Het menselijk skelet omvat 206 botten. Meer dan de helft hiervan, geloof het of niet, is alleen in handen en voeten. Menselijke botten variëren in grootte van het dijbeen (dijbeen), het langste bot in het lichaam, tot de gehoorbeentjes, de drie kleine botten waaruit het middenoor bestaat.
De studie van botten op zich is fascinerend. Je kunt geheugenapparaten gebruiken die geheugensteuntjes worden genoemd om de botten van het lichaam te leren kennen - misschien niet allemaal, maar groepen ervan, zoals de acht afzonderlijke botten die de pols vormen of de zeven botten in de enkel.
Functies van het skeletstelsel
Bot is geclassificeerd als een dicht bindweefsel. Het is het belangrijkste element van het skelet, dat ook kraakbeen, ligamenten en pezen omvat. Het skelet biedt structurele ondersteuning, beschermt interne organen en maakt geavanceerde vormen van gecoördineerde voortbeweging mogelijk.

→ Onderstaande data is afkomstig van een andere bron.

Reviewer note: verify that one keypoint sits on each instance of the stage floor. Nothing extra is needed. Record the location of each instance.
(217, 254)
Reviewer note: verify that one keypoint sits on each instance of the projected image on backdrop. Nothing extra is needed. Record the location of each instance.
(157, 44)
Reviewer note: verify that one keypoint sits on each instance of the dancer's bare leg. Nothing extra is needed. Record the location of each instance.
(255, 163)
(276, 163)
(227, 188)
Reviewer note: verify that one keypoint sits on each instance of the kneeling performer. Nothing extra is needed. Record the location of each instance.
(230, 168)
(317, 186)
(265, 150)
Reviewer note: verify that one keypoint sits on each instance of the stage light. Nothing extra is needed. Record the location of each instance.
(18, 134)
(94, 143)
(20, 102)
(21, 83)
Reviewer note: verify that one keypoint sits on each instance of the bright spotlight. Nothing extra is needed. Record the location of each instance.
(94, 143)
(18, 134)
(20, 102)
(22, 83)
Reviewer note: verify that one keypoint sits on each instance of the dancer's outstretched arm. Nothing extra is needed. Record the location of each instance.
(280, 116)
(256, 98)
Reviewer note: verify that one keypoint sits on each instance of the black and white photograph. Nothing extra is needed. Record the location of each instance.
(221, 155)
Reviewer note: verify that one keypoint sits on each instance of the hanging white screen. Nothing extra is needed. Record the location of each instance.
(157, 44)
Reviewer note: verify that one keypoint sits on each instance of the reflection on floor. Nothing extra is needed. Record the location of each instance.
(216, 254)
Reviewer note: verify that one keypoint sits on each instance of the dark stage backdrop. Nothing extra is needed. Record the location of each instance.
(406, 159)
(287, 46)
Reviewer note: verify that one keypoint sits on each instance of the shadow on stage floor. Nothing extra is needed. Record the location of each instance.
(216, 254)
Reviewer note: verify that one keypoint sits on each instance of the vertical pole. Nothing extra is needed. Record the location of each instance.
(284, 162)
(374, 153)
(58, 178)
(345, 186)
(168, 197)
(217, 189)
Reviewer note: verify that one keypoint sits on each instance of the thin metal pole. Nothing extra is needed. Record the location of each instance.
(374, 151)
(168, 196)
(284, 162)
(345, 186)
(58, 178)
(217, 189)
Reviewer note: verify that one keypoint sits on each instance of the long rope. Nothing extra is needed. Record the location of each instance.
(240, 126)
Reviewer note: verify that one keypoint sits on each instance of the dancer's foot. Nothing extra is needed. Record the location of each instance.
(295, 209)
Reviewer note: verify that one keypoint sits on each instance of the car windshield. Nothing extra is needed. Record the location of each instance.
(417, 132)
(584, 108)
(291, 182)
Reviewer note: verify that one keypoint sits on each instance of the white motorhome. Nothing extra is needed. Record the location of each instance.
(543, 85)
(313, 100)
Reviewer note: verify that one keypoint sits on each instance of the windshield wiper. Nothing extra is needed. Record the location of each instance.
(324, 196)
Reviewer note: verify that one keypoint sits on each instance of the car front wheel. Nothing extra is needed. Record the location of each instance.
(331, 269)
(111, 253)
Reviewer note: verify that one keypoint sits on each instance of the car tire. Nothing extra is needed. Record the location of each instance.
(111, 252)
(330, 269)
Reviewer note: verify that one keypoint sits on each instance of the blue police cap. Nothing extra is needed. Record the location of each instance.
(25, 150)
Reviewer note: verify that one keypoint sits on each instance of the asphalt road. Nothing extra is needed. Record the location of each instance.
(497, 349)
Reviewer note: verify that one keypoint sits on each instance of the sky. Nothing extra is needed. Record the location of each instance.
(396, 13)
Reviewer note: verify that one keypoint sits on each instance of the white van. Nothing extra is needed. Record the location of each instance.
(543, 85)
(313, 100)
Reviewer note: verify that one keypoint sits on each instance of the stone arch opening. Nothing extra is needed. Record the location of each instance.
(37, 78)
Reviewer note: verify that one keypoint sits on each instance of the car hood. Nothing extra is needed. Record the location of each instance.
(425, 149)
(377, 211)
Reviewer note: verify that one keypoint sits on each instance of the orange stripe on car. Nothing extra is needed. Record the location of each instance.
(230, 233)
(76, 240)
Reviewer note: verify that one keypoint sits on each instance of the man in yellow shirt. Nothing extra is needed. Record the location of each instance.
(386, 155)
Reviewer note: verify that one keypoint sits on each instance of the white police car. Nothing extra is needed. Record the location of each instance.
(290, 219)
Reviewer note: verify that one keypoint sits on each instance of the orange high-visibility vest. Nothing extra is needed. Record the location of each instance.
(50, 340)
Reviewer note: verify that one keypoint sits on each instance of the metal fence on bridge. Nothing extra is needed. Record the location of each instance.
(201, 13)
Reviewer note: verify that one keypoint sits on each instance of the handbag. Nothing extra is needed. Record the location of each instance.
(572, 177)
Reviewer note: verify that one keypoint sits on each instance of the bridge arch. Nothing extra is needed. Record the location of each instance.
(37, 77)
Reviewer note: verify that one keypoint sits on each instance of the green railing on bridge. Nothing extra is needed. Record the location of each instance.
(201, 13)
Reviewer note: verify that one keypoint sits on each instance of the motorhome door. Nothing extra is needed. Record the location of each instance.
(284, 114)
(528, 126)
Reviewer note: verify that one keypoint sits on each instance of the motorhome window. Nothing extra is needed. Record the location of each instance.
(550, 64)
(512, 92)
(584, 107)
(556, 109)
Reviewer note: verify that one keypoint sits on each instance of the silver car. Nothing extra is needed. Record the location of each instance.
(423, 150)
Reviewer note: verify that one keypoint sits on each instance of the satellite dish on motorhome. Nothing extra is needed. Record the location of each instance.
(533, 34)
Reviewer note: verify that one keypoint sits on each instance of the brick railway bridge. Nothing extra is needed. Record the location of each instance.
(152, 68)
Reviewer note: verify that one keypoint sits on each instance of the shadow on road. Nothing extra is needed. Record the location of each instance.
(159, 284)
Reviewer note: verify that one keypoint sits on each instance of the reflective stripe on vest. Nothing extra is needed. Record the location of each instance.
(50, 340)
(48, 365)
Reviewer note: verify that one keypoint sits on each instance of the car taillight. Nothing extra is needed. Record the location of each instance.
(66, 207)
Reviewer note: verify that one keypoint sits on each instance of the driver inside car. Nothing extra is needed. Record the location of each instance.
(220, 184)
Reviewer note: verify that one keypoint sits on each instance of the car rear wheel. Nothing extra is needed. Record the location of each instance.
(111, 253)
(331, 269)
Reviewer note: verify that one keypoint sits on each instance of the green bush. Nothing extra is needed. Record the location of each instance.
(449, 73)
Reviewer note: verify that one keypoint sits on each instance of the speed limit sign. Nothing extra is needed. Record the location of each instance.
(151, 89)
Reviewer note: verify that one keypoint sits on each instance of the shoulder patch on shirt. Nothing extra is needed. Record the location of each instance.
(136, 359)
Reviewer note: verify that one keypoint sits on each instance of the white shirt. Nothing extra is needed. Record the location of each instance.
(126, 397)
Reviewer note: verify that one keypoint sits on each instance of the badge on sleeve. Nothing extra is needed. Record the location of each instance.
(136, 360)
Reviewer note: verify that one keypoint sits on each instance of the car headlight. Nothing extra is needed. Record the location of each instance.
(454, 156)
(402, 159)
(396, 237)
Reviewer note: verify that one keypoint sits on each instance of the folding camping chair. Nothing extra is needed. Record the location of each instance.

Kraakbeen is ook een stevig bindweefsel, maar is zachter dan bot, waardoor het skelet flexibeler is als een geheel nodig waren - bijvoorbeeld in de ribbenkast, die moet kunnen uitzetten en samentrekken met ademhaling en andere bewegingen. Ligamenten verbinden botten met elkaar, terwijl pezen spieren met botten verbinden.
Het beenmerg is de plaats van hematopoëse, wat letterlijk 'bloedvorming' betekent. In het merg, beide rode bloedcellen, die zuurstof van de longen naar de weefsels transporteren, en witte bloedcellen, die nodig zijn om infecties en andere indringers te bestrijden, zijn vervaardigd.
Het axiale skelet
Het axiale skelet omvat 80 van de 206 botten van het lichaam. Hoewel veel van deze botten gepaard zijn, zijn ze dat niet allemaal, in tegenstelling tot die in het appendiculaire skelet, die elk lid zijn van een symmetrisch tweetal. Het axiale skelet wordt zo genoemd omdat zijn botten allemaal langs of nabij de lange as van het lichaam liggen. Deze omvatten de botten van de schedel, nek, borst en rug.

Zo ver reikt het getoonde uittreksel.